Pemanfaatan QRIS antarnegara juga terus meningkat di berbagai negara mitra. Secara keseluruhan, frekuensi transaksi dari wisatawan asing yang bertransaksi di Indonesia (inbound), lebih tinggi daripada transaksi masyarakat Indonesia di luar negeri (outbound).
Pada 2025, transaksi inbound mencapai 5.892.621 transaksi, melampaui transaksi outbound yang tercatat 1.681.112 transaksi. Hal ini mencerminkan manfaat positif QRIS antarnegara bagi perekonomian domestik.
Hingga Februari 2026, kerja sama dengan Thailand (sejak Agustus 2022) mencatat 1,64 juta transaksi senilai Rp656,27 miliar. Kerja sama dengan Malaysia (sejak Mei 2023) mencatat 10,66 juta transaksi dengan nominal Rp2,75 triliun.
QRIS antarnegara dengan Singapura (diluncurkan November 2023) mencatat 554.510 transaksi dengan nominal Rp179,28 miliar.
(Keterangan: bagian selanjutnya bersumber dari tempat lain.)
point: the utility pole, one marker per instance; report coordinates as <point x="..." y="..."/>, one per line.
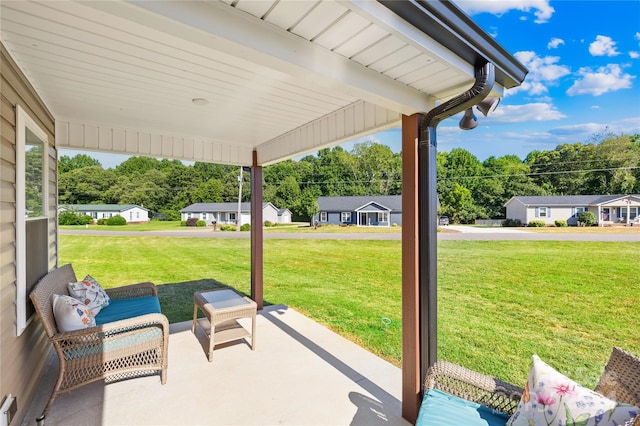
<point x="239" y="198"/>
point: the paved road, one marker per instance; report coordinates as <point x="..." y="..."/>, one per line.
<point x="451" y="233"/>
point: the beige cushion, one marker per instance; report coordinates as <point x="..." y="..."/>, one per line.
<point x="89" y="292"/>
<point x="71" y="314"/>
<point x="550" y="398"/>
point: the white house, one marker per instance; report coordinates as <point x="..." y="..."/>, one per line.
<point x="284" y="216"/>
<point x="609" y="209"/>
<point x="227" y="213"/>
<point x="131" y="212"/>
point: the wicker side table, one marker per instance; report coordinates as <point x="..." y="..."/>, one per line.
<point x="221" y="309"/>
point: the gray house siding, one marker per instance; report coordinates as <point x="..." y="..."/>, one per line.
<point x="360" y="210"/>
<point x="22" y="358"/>
<point x="608" y="209"/>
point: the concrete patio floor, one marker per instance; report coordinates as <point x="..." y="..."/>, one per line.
<point x="300" y="373"/>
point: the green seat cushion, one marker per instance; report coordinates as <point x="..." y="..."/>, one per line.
<point x="120" y="309"/>
<point x="441" y="409"/>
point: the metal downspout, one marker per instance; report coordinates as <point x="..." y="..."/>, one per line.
<point x="428" y="213"/>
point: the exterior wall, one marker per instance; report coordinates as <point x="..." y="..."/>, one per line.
<point x="135" y="215"/>
<point x="517" y="210"/>
<point x="285" y="217"/>
<point x="23" y="358"/>
<point x="396" y="218"/>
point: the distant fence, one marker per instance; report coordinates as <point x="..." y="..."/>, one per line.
<point x="489" y="222"/>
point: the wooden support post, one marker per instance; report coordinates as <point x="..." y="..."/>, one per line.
<point x="257" y="246"/>
<point x="411" y="380"/>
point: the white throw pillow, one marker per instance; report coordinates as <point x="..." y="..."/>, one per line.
<point x="89" y="292"/>
<point x="71" y="314"/>
<point x="551" y="398"/>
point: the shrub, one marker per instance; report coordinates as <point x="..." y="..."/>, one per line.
<point x="586" y="218"/>
<point x="511" y="222"/>
<point x="537" y="224"/>
<point x="116" y="220"/>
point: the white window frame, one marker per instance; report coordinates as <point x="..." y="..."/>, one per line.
<point x="23" y="122"/>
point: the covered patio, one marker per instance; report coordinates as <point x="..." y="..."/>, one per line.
<point x="244" y="83"/>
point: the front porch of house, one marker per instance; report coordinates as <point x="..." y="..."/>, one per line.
<point x="300" y="373"/>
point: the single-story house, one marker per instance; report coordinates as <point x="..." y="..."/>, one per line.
<point x="227" y="213"/>
<point x="608" y="209"/>
<point x="241" y="83"/>
<point x="385" y="210"/>
<point x="131" y="212"/>
<point x="284" y="216"/>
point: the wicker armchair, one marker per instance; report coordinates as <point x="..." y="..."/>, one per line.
<point x="115" y="351"/>
<point x="620" y="381"/>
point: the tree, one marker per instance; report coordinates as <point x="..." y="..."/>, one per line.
<point x="375" y="168"/>
<point x="208" y="192"/>
<point x="88" y="185"/>
<point x="66" y="164"/>
<point x="458" y="205"/>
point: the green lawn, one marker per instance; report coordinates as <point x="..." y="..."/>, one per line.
<point x="499" y="301"/>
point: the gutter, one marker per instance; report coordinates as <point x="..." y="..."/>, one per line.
<point x="447" y="24"/>
<point x="428" y="208"/>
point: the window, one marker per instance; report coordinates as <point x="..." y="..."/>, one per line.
<point x="32" y="210"/>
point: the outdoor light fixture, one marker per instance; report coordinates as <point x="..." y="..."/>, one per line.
<point x="469" y="121"/>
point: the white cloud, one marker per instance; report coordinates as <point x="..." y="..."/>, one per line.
<point x="543" y="71"/>
<point x="554" y="43"/>
<point x="603" y="46"/>
<point x="605" y="79"/>
<point x="538" y="111"/>
<point x="541" y="8"/>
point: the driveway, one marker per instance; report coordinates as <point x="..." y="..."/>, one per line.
<point x="454" y="232"/>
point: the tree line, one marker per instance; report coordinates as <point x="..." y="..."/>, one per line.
<point x="468" y="189"/>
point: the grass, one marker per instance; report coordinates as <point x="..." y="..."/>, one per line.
<point x="499" y="301"/>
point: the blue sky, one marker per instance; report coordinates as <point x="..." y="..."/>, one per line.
<point x="583" y="59"/>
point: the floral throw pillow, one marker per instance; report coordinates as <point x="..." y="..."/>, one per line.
<point x="71" y="314"/>
<point x="550" y="398"/>
<point x="89" y="292"/>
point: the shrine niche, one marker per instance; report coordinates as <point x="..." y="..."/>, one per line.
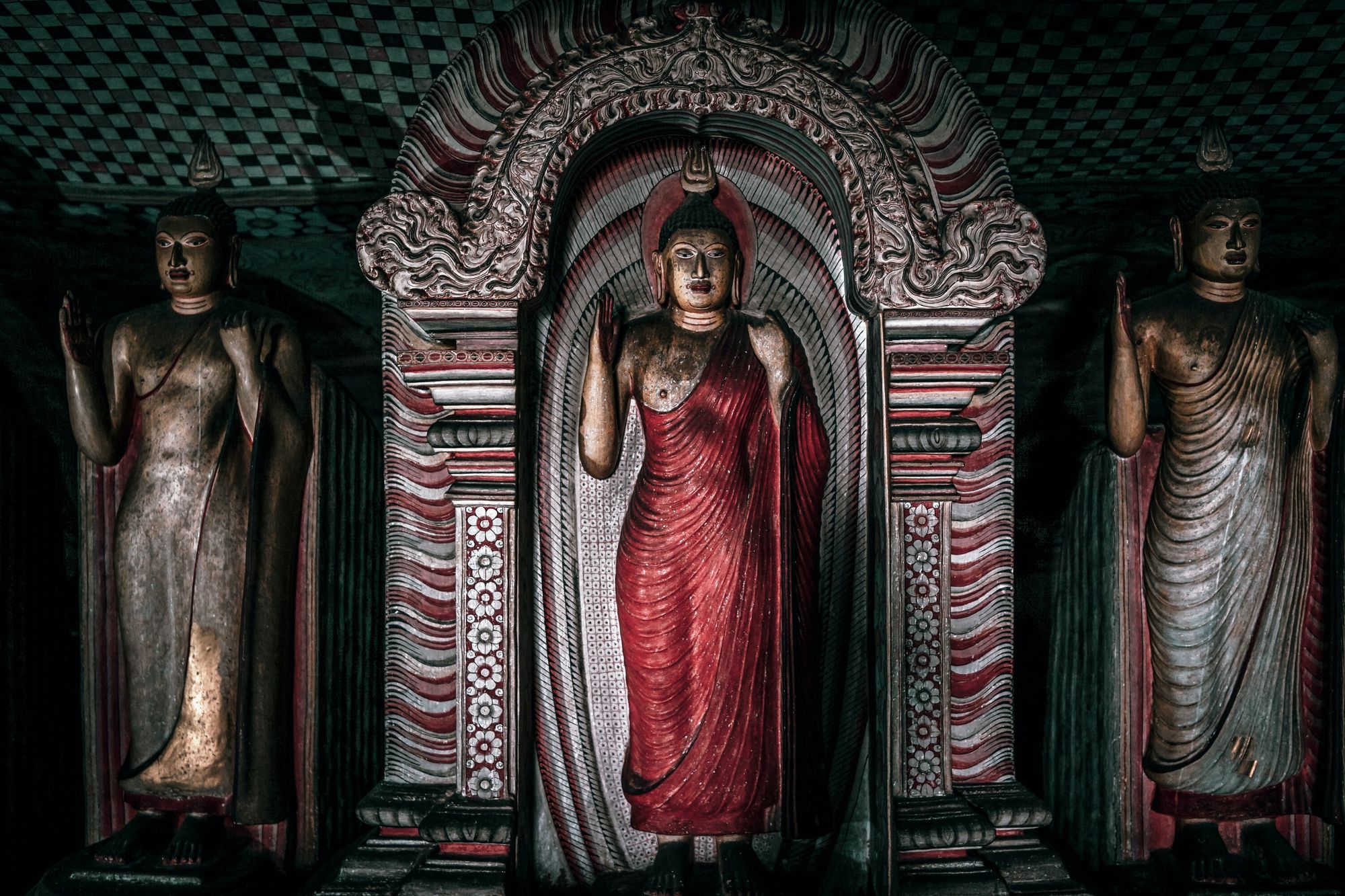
<point x="872" y="202"/>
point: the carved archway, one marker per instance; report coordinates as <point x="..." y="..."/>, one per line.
<point x="933" y="248"/>
<point x="906" y="249"/>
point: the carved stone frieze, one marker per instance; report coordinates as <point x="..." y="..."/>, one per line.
<point x="988" y="255"/>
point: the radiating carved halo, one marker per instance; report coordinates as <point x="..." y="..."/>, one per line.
<point x="664" y="201"/>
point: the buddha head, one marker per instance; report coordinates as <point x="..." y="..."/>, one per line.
<point x="699" y="263"/>
<point x="1217" y="231"/>
<point x="197" y="235"/>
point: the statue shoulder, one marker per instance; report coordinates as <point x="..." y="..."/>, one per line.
<point x="1152" y="317"/>
<point x="126" y="330"/>
<point x="770" y="341"/>
<point x="645" y="331"/>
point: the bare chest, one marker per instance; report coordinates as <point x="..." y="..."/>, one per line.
<point x="1194" y="346"/>
<point x="669" y="366"/>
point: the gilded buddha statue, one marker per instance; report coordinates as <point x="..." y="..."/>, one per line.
<point x="210" y="393"/>
<point x="1249" y="381"/>
<point x="718" y="561"/>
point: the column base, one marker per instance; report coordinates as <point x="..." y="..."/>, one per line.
<point x="983" y="840"/>
<point x="428" y="841"/>
<point x="236" y="869"/>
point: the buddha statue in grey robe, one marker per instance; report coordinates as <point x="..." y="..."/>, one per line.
<point x="1249" y="381"/>
<point x="205" y="399"/>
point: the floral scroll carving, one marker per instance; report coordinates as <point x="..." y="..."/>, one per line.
<point x="989" y="255"/>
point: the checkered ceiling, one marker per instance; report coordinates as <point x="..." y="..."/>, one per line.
<point x="313" y="93"/>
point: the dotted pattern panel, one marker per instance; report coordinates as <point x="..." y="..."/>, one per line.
<point x="302" y="93"/>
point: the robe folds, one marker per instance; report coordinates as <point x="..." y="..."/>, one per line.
<point x="205" y="557"/>
<point x="1227" y="568"/>
<point x="716" y="592"/>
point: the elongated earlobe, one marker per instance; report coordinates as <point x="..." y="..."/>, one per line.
<point x="661" y="292"/>
<point x="235" y="248"/>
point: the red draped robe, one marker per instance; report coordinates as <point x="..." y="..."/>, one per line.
<point x="716" y="592"/>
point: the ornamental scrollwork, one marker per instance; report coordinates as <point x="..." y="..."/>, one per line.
<point x="987" y="255"/>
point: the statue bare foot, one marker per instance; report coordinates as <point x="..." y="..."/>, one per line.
<point x="1276" y="857"/>
<point x="670" y="873"/>
<point x="197" y="840"/>
<point x="142" y="836"/>
<point x="1203" y="856"/>
<point x="742" y="873"/>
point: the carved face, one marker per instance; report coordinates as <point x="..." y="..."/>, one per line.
<point x="192" y="260"/>
<point x="1223" y="241"/>
<point x="699" y="270"/>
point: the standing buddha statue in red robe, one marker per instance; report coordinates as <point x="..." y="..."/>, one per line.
<point x="718" y="563"/>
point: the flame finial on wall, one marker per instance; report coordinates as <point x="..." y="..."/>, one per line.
<point x="206" y="171"/>
<point x="1214" y="153"/>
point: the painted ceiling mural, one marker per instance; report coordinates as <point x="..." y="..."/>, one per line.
<point x="319" y="93"/>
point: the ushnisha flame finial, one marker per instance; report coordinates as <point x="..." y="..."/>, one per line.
<point x="206" y="171"/>
<point x="699" y="171"/>
<point x="1214" y="154"/>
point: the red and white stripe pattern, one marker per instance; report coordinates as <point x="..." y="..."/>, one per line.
<point x="422" y="692"/>
<point x="981" y="585"/>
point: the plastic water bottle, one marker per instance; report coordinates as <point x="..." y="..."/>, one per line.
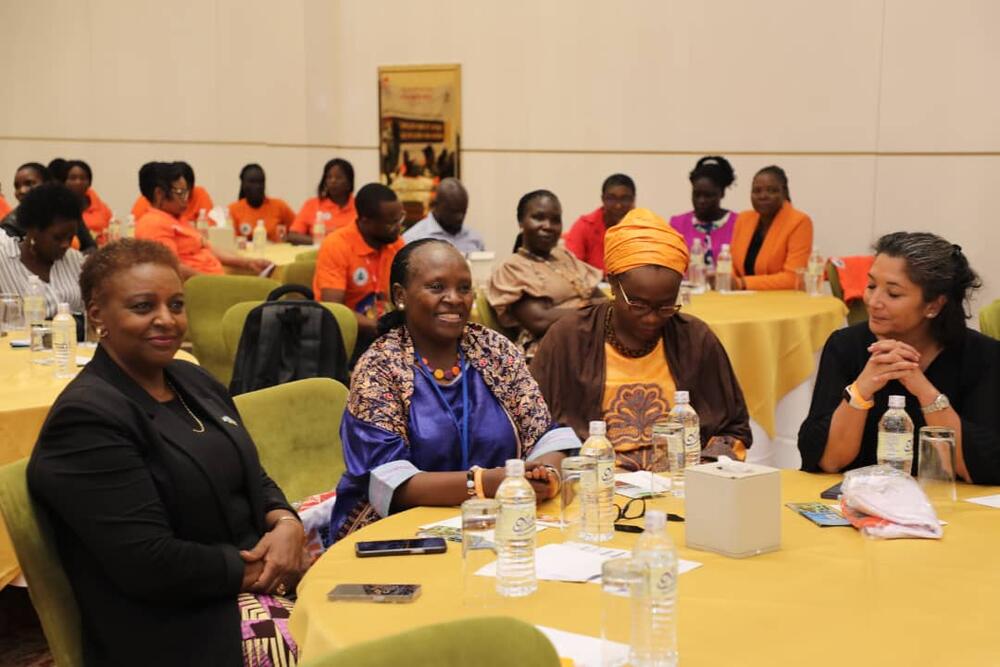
<point x="696" y="269"/>
<point x="655" y="631"/>
<point x="684" y="414"/>
<point x="319" y="229"/>
<point x="34" y="302"/>
<point x="599" y="512"/>
<point x="724" y="269"/>
<point x="895" y="436"/>
<point x="260" y="236"/>
<point x="202" y="224"/>
<point x="64" y="342"/>
<point x="814" y="273"/>
<point x="515" y="533"/>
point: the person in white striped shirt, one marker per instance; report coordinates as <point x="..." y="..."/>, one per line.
<point x="49" y="214"/>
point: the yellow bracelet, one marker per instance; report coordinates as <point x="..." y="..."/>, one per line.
<point x="477" y="476"/>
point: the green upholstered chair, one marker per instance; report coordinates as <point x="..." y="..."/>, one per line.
<point x="856" y="309"/>
<point x="206" y="299"/>
<point x="236" y="316"/>
<point x="484" y="642"/>
<point x="300" y="272"/>
<point x="48" y="586"/>
<point x="989" y="320"/>
<point x="296" y="427"/>
<point x="485" y="315"/>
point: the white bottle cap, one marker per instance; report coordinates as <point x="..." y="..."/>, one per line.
<point x="515" y="468"/>
<point x="655" y="520"/>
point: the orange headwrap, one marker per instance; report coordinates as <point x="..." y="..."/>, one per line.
<point x="642" y="238"/>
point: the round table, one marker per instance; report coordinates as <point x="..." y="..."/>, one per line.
<point x="827" y="597"/>
<point x="26" y="394"/>
<point x="773" y="340"/>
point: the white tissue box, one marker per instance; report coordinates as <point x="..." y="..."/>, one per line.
<point x="732" y="508"/>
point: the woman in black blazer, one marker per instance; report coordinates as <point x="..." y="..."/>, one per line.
<point x="179" y="547"/>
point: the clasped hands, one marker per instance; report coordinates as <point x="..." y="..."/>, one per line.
<point x="278" y="561"/>
<point x="894" y="360"/>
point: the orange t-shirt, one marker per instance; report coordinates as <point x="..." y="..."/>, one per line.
<point x="182" y="239"/>
<point x="97" y="216"/>
<point x="346" y="262"/>
<point x="273" y="212"/>
<point x="198" y="200"/>
<point x="337" y="217"/>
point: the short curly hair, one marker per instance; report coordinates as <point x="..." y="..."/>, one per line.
<point x="118" y="256"/>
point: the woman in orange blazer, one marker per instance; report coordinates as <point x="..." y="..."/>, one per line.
<point x="774" y="240"/>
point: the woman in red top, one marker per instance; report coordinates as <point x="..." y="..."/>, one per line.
<point x="334" y="202"/>
<point x="96" y="213"/>
<point x="254" y="205"/>
<point x="164" y="185"/>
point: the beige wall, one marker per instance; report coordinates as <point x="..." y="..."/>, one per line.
<point x="885" y="114"/>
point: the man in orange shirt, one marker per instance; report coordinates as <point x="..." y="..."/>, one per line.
<point x="198" y="199"/>
<point x="353" y="263"/>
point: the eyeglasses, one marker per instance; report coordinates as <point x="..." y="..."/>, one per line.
<point x="641" y="308"/>
<point x="636" y="509"/>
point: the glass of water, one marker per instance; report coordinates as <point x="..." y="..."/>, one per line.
<point x="576" y="471"/>
<point x="479" y="520"/>
<point x="936" y="465"/>
<point x="622" y="580"/>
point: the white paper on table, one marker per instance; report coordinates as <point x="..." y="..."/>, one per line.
<point x="576" y="562"/>
<point x="987" y="501"/>
<point x="638" y="484"/>
<point x="583" y="650"/>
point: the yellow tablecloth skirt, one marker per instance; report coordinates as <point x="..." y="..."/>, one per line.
<point x="828" y="597"/>
<point x="771" y="338"/>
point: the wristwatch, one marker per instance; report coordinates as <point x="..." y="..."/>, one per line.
<point x="937" y="405"/>
<point x="853" y="398"/>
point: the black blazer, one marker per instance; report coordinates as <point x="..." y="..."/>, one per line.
<point x="141" y="526"/>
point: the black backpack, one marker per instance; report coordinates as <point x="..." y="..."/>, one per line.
<point x="284" y="341"/>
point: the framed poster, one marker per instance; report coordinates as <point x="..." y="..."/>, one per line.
<point x="420" y="131"/>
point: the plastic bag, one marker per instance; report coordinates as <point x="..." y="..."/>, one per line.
<point x="883" y="502"/>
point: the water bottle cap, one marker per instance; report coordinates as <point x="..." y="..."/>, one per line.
<point x="655" y="520"/>
<point x="515" y="468"/>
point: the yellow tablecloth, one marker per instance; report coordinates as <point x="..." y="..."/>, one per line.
<point x="281" y="254"/>
<point x="828" y="597"/>
<point x="27" y="391"/>
<point x="771" y="338"/>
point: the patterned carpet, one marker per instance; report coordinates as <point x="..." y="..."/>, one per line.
<point x="22" y="643"/>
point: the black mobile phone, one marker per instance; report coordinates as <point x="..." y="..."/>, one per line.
<point x="418" y="545"/>
<point x="832" y="493"/>
<point x="375" y="592"/>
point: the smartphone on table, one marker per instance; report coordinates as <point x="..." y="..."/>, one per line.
<point x="406" y="547"/>
<point x="375" y="592"/>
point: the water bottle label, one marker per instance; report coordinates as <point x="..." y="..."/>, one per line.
<point x="692" y="439"/>
<point x="895" y="447"/>
<point x="662" y="582"/>
<point x="515" y="523"/>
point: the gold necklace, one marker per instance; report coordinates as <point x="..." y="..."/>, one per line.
<point x="201" y="426"/>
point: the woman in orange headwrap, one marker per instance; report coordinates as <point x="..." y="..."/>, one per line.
<point x="621" y="362"/>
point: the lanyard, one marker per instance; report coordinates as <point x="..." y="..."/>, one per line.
<point x="463" y="429"/>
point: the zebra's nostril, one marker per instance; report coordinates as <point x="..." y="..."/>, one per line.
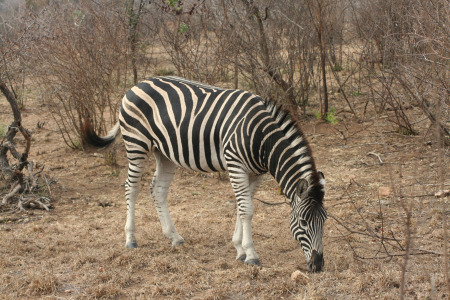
<point x="316" y="262"/>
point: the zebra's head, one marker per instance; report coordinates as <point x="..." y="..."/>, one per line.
<point x="308" y="218"/>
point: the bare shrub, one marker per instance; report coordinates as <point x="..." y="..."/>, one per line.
<point x="83" y="55"/>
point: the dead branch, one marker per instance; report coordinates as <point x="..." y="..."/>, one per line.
<point x="13" y="192"/>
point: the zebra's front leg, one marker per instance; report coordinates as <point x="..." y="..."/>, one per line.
<point x="165" y="170"/>
<point x="244" y="186"/>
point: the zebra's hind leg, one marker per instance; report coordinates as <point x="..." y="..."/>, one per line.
<point x="135" y="168"/>
<point x="165" y="170"/>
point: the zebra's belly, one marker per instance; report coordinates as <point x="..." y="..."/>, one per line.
<point x="191" y="152"/>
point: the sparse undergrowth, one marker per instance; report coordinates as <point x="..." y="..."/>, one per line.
<point x="77" y="249"/>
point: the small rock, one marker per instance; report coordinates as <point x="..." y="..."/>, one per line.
<point x="442" y="194"/>
<point x="298" y="276"/>
<point x="384" y="191"/>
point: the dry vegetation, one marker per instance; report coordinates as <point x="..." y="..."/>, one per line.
<point x="382" y="147"/>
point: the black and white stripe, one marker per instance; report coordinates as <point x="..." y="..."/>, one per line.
<point x="209" y="129"/>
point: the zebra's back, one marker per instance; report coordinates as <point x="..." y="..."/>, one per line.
<point x="187" y="121"/>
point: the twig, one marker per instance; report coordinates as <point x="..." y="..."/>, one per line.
<point x="14" y="191"/>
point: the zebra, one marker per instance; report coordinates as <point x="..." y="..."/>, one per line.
<point x="209" y="129"/>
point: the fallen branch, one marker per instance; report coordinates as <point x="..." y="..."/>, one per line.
<point x="11" y="194"/>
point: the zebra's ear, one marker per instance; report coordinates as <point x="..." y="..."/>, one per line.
<point x="302" y="188"/>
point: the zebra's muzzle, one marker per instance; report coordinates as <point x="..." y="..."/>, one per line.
<point x="316" y="262"/>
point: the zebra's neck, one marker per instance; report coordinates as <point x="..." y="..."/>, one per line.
<point x="286" y="153"/>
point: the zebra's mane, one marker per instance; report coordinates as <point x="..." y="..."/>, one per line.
<point x="291" y="128"/>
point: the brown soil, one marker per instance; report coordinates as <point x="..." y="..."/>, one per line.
<point x="77" y="251"/>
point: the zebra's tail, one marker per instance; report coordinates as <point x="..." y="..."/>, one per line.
<point x="90" y="137"/>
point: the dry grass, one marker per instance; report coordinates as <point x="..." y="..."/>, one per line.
<point x="76" y="251"/>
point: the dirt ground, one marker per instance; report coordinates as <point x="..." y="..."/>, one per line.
<point x="76" y="250"/>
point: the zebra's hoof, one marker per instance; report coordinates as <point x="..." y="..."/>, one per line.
<point x="254" y="262"/>
<point x="241" y="258"/>
<point x="177" y="243"/>
<point x="131" y="245"/>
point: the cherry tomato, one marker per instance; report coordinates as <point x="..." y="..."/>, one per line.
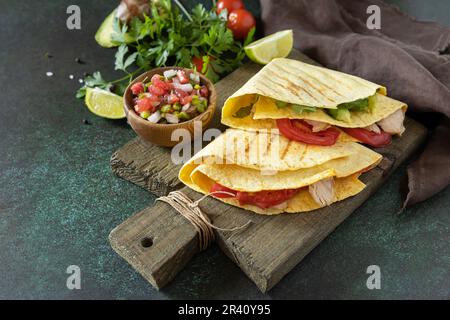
<point x="265" y="199"/>
<point x="182" y="76"/>
<point x="157" y="82"/>
<point x="204" y="92"/>
<point x="145" y="104"/>
<point x="137" y="88"/>
<point x="173" y="98"/>
<point x="230" y="5"/>
<point x="301" y="131"/>
<point x="369" y="137"/>
<point x="185" y="100"/>
<point x="218" y="187"/>
<point x="240" y="22"/>
<point x="158" y="91"/>
<point x="198" y="63"/>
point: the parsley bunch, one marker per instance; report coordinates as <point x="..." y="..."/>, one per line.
<point x="168" y="37"/>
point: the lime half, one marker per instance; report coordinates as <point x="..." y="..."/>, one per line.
<point x="277" y="45"/>
<point x="104" y="103"/>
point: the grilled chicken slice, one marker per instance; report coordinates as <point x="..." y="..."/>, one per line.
<point x="323" y="191"/>
<point x="394" y="123"/>
<point x="317" y="125"/>
<point x="374" y="128"/>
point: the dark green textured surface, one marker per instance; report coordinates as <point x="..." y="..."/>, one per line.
<point x="59" y="199"/>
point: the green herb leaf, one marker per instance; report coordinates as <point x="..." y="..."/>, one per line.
<point x="357" y="105"/>
<point x="243" y="112"/>
<point x="301" y="108"/>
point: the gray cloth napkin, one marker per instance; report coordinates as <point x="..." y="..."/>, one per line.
<point x="411" y="58"/>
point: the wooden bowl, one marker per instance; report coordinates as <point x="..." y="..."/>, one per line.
<point x="161" y="134"/>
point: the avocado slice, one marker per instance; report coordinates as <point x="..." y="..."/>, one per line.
<point x="340" y="114"/>
<point x="103" y="35"/>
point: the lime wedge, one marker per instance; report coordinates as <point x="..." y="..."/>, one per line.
<point x="277" y="45"/>
<point x="104" y="103"/>
<point x="103" y="35"/>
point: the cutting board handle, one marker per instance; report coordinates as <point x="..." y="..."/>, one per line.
<point x="158" y="242"/>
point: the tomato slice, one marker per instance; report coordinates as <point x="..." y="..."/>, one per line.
<point x="265" y="199"/>
<point x="369" y="137"/>
<point x="218" y="187"/>
<point x="262" y="199"/>
<point x="299" y="130"/>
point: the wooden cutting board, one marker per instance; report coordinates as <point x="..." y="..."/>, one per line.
<point x="158" y="242"/>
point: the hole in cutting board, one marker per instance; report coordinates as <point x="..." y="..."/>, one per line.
<point x="147" y="242"/>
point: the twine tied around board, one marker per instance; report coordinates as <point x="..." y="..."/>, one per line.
<point x="191" y="211"/>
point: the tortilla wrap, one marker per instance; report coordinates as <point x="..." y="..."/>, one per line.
<point x="299" y="83"/>
<point x="284" y="164"/>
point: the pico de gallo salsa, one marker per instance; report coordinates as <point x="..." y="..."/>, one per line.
<point x="172" y="97"/>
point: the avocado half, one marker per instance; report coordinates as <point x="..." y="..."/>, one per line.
<point x="103" y="34"/>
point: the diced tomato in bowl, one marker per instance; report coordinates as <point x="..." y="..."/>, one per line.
<point x="174" y="96"/>
<point x="160" y="101"/>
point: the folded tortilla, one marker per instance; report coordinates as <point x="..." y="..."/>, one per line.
<point x="251" y="162"/>
<point x="295" y="82"/>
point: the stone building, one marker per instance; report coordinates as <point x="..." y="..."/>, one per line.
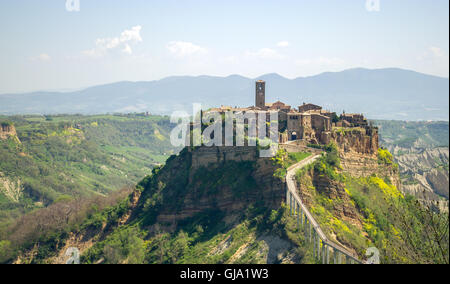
<point x="309" y="123"/>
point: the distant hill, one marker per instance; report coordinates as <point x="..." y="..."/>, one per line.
<point x="380" y="94"/>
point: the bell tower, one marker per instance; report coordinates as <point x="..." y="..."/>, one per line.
<point x="260" y="97"/>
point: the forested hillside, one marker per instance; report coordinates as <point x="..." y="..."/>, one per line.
<point x="421" y="150"/>
<point x="44" y="160"/>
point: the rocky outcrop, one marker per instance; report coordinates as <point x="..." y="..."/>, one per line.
<point x="360" y="165"/>
<point x="12" y="189"/>
<point x="8" y="130"/>
<point x="425" y="174"/>
<point x="356" y="140"/>
<point x="335" y="190"/>
<point x="228" y="179"/>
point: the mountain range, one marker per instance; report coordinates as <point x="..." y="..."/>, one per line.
<point x="378" y="93"/>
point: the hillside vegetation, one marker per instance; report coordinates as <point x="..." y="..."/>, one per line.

Sedangkan kerja sama terbaru dengan Jepang (sejak Agustus 2025) mencatat 5.088 transaksi dengan nominal Rp428,80 juta.
Baca juga: Setelah Jepang, QRIS Segera Bisa Dipakai di Tiongkok
Sejumlah bank dan perusahaan penyedia sistem pembayaran yang aplikasinya sudah bisa dipakai untuk bertransaksi dengan QRIS di Korsel mulai 1 Aporil 2026 adalah, Airpay International Indonesia, BCA, CIMB Niaga, Bank Mandiri, Bank Mega, Bank Nobu, BNI, OCBC NISP, Bank Permata, Bank Sinarmas, BTN, Bank Woori Saudara Indonesia 1906, Tbk, Espay Debit Indonesia Koe, Finnet Indonesia, dan Netzme Kreasi Indonesia.
Sedangkan yang dalam proses implementasi bertahap adalah, BRI, Bank Danamon, BPD Bali, Dompet Anak Bangsa, MNC Teknologi Nusantara, dan Bank BSI. Sementara dalam proses adalah Bank Ganesha, Buana Media Teknologi, dan Reka Multi Aptika.